POST DATE | 08 Agustus 2017
Program duet Gubernur dan Wakil Gubernur Sumatera Utara (Syamsul Arifin-Gatot Pudjonugroho) adalah; “Tidak Lapar, Tidak Sakit, Tidak Bodoh, Mempunyai Masa Depan dan Memuliakan Perempuan”. Terkesan sederhana dan bersahaja. Tidak muluk dan populis. Membumi dan tidak elitis alias jauh betul dari menara gading.
Lalu, apa kaitan program duet Gubsu dan Wagubsu itu dengan pemadaman bergilir saat ini? Nah, selidik punya selidik, rupanya jargon tidak lapar, tidak sakit dan tidak bodoh punya korelasi langsung dengan listrik.
Keberadaan tenaga listrik bagi masyarakat dari hari ke hari semakin terasa sangat penting.
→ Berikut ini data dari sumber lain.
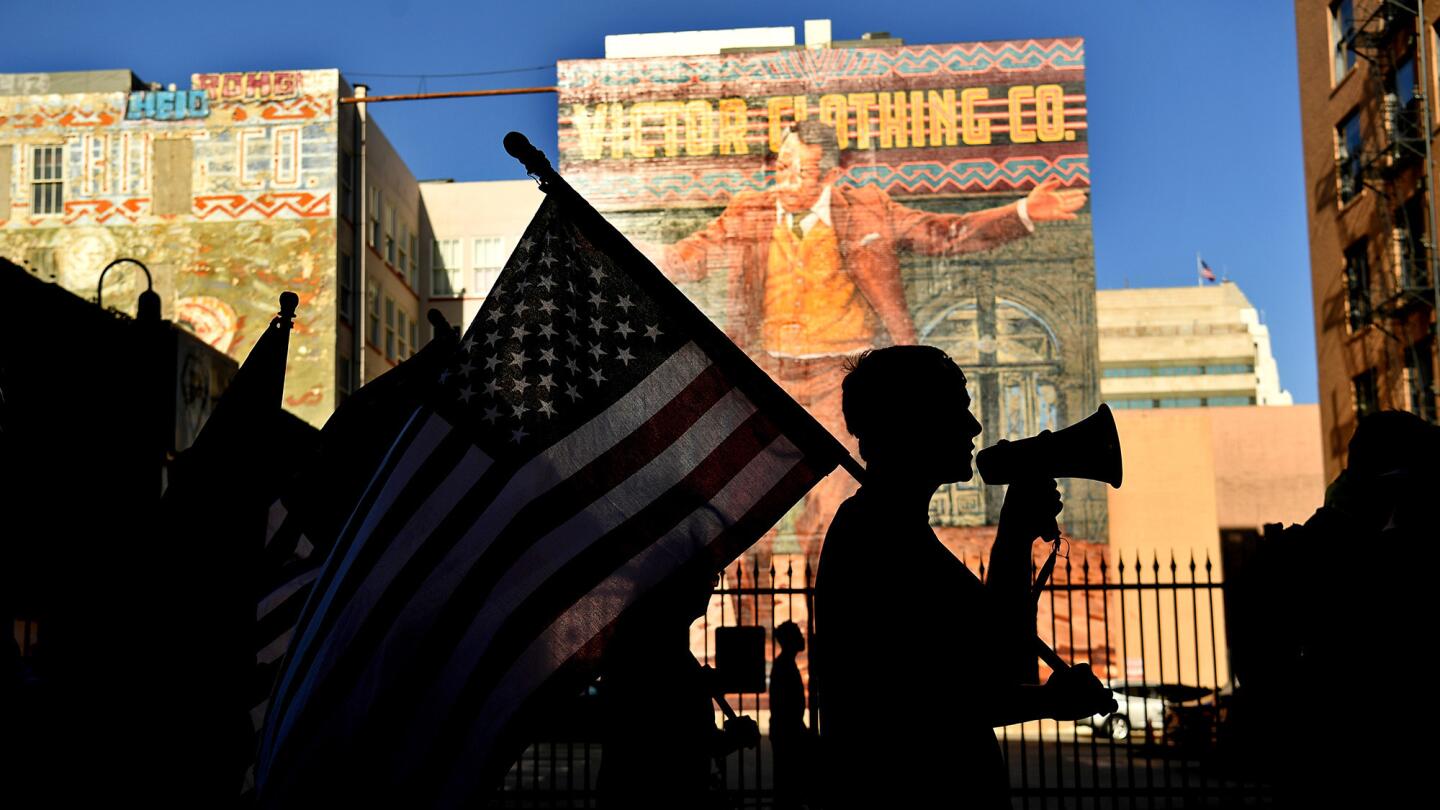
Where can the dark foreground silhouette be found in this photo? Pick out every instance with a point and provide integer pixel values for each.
(918, 660)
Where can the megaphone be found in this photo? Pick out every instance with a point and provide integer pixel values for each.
(1089, 448)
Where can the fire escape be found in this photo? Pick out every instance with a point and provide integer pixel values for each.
(1397, 167)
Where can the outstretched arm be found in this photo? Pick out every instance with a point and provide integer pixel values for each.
(985, 229)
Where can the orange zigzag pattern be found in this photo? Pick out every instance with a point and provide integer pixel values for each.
(267, 205)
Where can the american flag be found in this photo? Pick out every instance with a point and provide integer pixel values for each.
(594, 435)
Sebab itu pula peningkatan kesejahteraan dan kemakmuran masyarakat serta upaya mendorong kegiatan ekonomi tidak dapat dilepaskan dari penyediaan dan ketersediaan tenaga listrik.
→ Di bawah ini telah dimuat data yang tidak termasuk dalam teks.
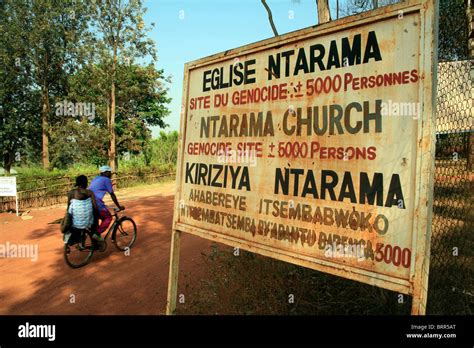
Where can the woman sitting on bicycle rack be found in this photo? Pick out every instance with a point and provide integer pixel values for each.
(83, 208)
(101, 185)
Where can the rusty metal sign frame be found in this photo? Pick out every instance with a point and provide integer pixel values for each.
(419, 269)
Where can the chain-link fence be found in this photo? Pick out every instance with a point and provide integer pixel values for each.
(451, 288)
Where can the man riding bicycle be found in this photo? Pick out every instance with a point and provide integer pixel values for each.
(100, 185)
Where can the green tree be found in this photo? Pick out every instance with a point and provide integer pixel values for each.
(121, 37)
(19, 101)
(54, 33)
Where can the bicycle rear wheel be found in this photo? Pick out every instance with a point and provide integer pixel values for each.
(125, 233)
(79, 254)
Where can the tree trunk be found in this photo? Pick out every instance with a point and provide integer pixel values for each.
(7, 163)
(44, 127)
(323, 11)
(112, 152)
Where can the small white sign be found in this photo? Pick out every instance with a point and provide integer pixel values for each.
(7, 186)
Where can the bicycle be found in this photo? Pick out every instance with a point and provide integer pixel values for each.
(79, 253)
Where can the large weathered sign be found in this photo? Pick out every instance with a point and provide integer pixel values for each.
(316, 148)
(8, 189)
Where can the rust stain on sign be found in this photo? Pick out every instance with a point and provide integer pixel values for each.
(305, 147)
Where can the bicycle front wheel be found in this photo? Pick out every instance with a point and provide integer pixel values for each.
(125, 234)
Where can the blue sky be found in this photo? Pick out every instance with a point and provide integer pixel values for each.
(186, 30)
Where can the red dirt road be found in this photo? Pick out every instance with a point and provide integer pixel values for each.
(112, 283)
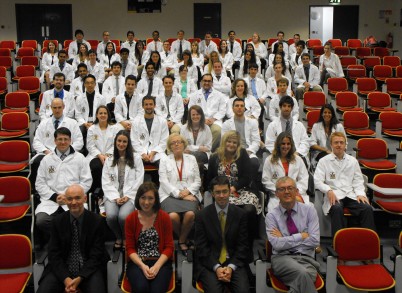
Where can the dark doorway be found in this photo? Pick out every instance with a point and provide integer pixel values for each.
(44, 22)
(349, 29)
(207, 18)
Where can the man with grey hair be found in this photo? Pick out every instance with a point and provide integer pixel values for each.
(293, 231)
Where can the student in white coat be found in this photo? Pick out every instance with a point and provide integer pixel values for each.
(213, 103)
(240, 90)
(179, 190)
(100, 146)
(330, 65)
(122, 174)
(57, 171)
(150, 134)
(339, 177)
(128, 105)
(45, 110)
(307, 77)
(286, 123)
(169, 105)
(284, 162)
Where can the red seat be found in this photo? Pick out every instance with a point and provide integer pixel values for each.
(14, 156)
(16, 102)
(15, 262)
(357, 124)
(382, 72)
(347, 101)
(372, 153)
(379, 102)
(366, 85)
(17, 196)
(13, 125)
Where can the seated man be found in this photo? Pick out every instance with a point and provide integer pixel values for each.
(77, 255)
(221, 239)
(58, 170)
(169, 105)
(285, 122)
(294, 233)
(45, 110)
(339, 177)
(307, 77)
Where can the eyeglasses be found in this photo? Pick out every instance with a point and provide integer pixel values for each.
(289, 189)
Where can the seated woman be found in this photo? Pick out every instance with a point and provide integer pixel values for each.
(180, 188)
(233, 161)
(198, 136)
(122, 175)
(149, 243)
(100, 140)
(321, 132)
(284, 162)
(330, 65)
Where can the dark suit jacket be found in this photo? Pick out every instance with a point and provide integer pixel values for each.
(91, 241)
(208, 237)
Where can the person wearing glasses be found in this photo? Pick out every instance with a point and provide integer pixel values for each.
(179, 190)
(293, 232)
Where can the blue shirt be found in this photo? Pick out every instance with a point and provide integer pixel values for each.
(306, 220)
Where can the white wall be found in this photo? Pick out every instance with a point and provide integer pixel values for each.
(243, 16)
Begitu pentingnya penyediaan tenaga listrik, harusnya negara menempatkan ketersediaan tenaga listrik sebagai infrastruktur vital yang mendapat dukungan politik dan ekonomi sebagai prioritas utama.
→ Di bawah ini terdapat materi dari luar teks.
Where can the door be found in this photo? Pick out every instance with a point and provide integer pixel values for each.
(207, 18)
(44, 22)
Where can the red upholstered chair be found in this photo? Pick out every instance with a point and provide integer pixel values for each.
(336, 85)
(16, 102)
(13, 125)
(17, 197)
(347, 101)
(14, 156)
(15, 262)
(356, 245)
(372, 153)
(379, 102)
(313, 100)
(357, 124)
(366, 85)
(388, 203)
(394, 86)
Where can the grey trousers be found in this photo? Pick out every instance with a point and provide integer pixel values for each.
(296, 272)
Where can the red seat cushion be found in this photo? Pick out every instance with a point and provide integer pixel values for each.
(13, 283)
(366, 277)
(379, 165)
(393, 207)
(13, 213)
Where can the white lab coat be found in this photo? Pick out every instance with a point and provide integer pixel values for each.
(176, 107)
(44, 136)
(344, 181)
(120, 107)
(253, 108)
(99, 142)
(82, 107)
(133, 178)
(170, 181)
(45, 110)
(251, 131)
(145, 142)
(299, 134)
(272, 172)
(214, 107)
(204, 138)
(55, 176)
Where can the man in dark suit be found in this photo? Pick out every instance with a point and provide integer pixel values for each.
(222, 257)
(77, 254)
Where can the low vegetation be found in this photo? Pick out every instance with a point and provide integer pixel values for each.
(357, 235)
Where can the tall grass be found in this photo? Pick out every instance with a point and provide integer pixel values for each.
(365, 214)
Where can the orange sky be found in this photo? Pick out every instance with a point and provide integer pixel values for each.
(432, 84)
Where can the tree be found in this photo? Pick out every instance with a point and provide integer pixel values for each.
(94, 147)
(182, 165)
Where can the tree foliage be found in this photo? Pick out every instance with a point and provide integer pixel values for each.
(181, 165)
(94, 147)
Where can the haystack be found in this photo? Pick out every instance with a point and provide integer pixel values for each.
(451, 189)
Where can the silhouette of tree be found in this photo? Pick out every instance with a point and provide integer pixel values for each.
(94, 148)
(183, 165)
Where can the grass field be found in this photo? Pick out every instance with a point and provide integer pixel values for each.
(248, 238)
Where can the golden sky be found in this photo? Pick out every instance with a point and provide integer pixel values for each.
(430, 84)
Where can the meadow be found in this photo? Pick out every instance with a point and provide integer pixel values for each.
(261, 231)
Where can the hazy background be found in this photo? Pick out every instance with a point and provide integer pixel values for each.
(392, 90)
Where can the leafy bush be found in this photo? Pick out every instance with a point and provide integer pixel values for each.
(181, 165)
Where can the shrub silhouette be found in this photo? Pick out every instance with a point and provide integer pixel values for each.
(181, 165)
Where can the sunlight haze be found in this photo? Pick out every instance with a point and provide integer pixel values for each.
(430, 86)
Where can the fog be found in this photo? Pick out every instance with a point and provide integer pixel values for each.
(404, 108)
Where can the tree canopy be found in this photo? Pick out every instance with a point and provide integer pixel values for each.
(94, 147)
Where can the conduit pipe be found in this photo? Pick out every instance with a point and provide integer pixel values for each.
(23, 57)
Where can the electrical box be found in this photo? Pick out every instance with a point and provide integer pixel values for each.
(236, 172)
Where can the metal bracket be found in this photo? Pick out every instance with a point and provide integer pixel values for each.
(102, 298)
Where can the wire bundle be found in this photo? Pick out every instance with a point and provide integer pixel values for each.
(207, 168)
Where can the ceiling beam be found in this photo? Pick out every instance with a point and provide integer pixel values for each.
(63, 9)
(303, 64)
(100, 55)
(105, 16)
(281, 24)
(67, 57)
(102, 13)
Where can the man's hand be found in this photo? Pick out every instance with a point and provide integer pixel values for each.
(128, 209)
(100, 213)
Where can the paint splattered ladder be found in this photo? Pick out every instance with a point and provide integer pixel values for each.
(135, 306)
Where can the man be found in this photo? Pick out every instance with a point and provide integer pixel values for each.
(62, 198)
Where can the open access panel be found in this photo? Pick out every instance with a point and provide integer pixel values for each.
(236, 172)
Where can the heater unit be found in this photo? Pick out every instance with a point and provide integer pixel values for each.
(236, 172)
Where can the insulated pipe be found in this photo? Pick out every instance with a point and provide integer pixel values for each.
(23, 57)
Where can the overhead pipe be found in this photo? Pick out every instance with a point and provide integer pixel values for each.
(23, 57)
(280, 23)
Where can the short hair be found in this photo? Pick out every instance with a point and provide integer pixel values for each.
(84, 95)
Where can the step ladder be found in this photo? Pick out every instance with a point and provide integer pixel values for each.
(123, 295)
Tenaga listrik sangat penting artinya bagi peningkatan kesejahteraan dan kemakmuran rakyat pada umumnya serta untuk mendorong peningkatan kegiatan ekonomi pada khususnya. Atas dasar itu, usaha penyediaan tenaga listrik, pemanfaatan, dan pengelolaannya perlu ditingkatkan, agar tersedia tenaga listrik dalam jumlah yang cukup dan merata dengan mutu pelayanan yang baik.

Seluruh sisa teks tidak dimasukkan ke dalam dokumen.